While the case for almond overcounting is clear, she said, some nutritionists are concerned that lowering the calorie estimates across the board would send the wrong message -- that consumers can eat more -- at a time when many Americans would be better off eating less.

The U.S. Food and Drug Administration is responsible for the calorie labeling on most foods, but the task of making the actual calculation is delegated to manufacturers, said Theresa Eisenman, an agency spokesman. The companies are responsible for the accuracy of the estimates.

If changes come, she said, it will be because food companies have decided to revise their labels.

DIFFERENT METHOD

Another, more accurate system of counting calories has been devised by Livesey and has been presented to the Food and Agriculture Organization of the United Nations, which provides recommendations to member nations. The new method has been discussed but not adopted.

It counts not just how much energy (or calories) are potentially available in a food, but how much the body can use. Additional calculations are made to consider the energy expended by the body in digestion and the degree to which the food is processed.

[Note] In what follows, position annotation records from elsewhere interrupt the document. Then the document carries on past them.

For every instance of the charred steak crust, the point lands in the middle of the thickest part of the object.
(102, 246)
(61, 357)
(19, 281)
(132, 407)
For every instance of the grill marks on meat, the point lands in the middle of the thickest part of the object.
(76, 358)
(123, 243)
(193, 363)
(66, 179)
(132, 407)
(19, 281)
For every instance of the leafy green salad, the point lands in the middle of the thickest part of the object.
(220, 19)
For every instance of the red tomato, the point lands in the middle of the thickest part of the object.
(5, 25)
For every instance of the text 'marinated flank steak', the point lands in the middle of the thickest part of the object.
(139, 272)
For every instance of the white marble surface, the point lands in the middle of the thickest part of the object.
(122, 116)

"People ask me, 'If we know what is wrong, why hasn't it been changed?'" said Rachel Carmody, a postdoctoral researcher at the University of California, San Francisco. "Because the old system is in place in most developed countries, and it would be a massive administrative and political undertaking to coordinate changes.

"What you do not want to do is cause a crisis of confidence for consumers," she added. "Paying attention to the food label is far better than not paying attention to the food label, even if the label is not precise."

SMALL ADJUSTMENTS

It may not be necessary to change the calorie counts broadly, said David Klurfeld, program director for human nutrition at the USDA. To give consumers a better idea of how much they are eating, it could be more effective to revise the counts on a few specific foods rather than scrap the older approach all at once.

"On average, the system is right, but on individual foods, it's not right," he said. "It's not possible to test every single food, or combination of foods, but if you test individual foods, you could get more precise."

Dr. David Ludwig, who runs an obesity clinic at Boston Children's Hospital, said that although there may be scientific value in having more precise calorie counts for all foods, changes in the system would not make much practical difference in the real world.

The body resists weight loss by increasing hunger, he said. In his clinic, patients are not expected to count calories, but instead learn how to choose types and quantities of food that will reduce hunger and promote weight loss without calorie restriction.